В ночь с десятого на одиннадцатое февраля сорок восьмого года Эйзен будет сидеть за столом и писать очередную — сотую? тысячную? — статью о “Грозном”; не для журнала, конечно (ибо кто же напечатает хоть строчку о запретном фильме?), а для себя. Анализируя отношения Ивана с собственной матерью, почувствует небывалую слабость, но трудов не оставит — будет выводить буквы всё старательнее, всё крупнее, уже и вкривь, и вкось, и вниз по всему листу… На слове “непримиримый” силы иссякнут — дописать его не сумеет.

И сидеть на стуле уже не сумеет, обнаружит себя на полу. Поползёт к батарее, где всегда привязан гаечный ключ: постучи по ней — и соседи услышат. Ползти будет долго, лицом собирая пыль, а ногтями цепляясь за плинтус. Не доползёт.

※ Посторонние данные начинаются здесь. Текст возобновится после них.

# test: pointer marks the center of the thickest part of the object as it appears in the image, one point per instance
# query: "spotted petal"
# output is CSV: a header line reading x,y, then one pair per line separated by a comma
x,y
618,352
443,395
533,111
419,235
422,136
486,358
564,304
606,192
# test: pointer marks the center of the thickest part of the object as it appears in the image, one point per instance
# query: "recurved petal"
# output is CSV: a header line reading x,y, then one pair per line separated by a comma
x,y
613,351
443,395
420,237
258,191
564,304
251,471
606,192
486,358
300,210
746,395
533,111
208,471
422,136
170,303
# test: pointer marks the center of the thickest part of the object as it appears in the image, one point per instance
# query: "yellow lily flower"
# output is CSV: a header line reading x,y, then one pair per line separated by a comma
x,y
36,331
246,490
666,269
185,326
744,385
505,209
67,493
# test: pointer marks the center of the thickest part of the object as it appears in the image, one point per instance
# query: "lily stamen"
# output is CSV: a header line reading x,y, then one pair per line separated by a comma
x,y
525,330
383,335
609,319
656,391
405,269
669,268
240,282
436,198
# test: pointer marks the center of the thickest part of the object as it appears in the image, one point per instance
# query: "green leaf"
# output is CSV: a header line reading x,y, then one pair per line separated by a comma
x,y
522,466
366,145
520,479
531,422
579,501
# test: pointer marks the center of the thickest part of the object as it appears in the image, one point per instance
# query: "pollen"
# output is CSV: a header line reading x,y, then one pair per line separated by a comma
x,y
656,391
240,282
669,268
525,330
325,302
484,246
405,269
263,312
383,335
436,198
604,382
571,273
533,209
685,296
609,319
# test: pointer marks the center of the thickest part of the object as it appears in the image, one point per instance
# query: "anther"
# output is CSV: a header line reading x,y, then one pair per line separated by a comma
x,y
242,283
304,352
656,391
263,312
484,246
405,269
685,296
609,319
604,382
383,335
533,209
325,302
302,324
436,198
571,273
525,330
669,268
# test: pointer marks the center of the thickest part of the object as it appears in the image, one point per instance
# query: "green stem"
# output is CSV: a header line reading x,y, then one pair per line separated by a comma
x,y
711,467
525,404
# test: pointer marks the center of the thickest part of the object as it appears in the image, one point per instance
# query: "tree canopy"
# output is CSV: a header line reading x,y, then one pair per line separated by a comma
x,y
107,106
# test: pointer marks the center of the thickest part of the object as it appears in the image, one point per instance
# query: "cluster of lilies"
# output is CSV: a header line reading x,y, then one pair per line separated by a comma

Его так и найдут — лежащего на паркете, с устремлённой вперёд рукой и облепленными паутиной раскрытыми глазами.

Первое, что сделает Пера, узнав о смерти мужа, — перед тем как плакать, и каменеть от горя, и рассыпаться в отчаянии, — отыщет в квартире Эйзенову копию “Ивана Грозного” и спрячет у себя на антресолях, за потайные кирпичи.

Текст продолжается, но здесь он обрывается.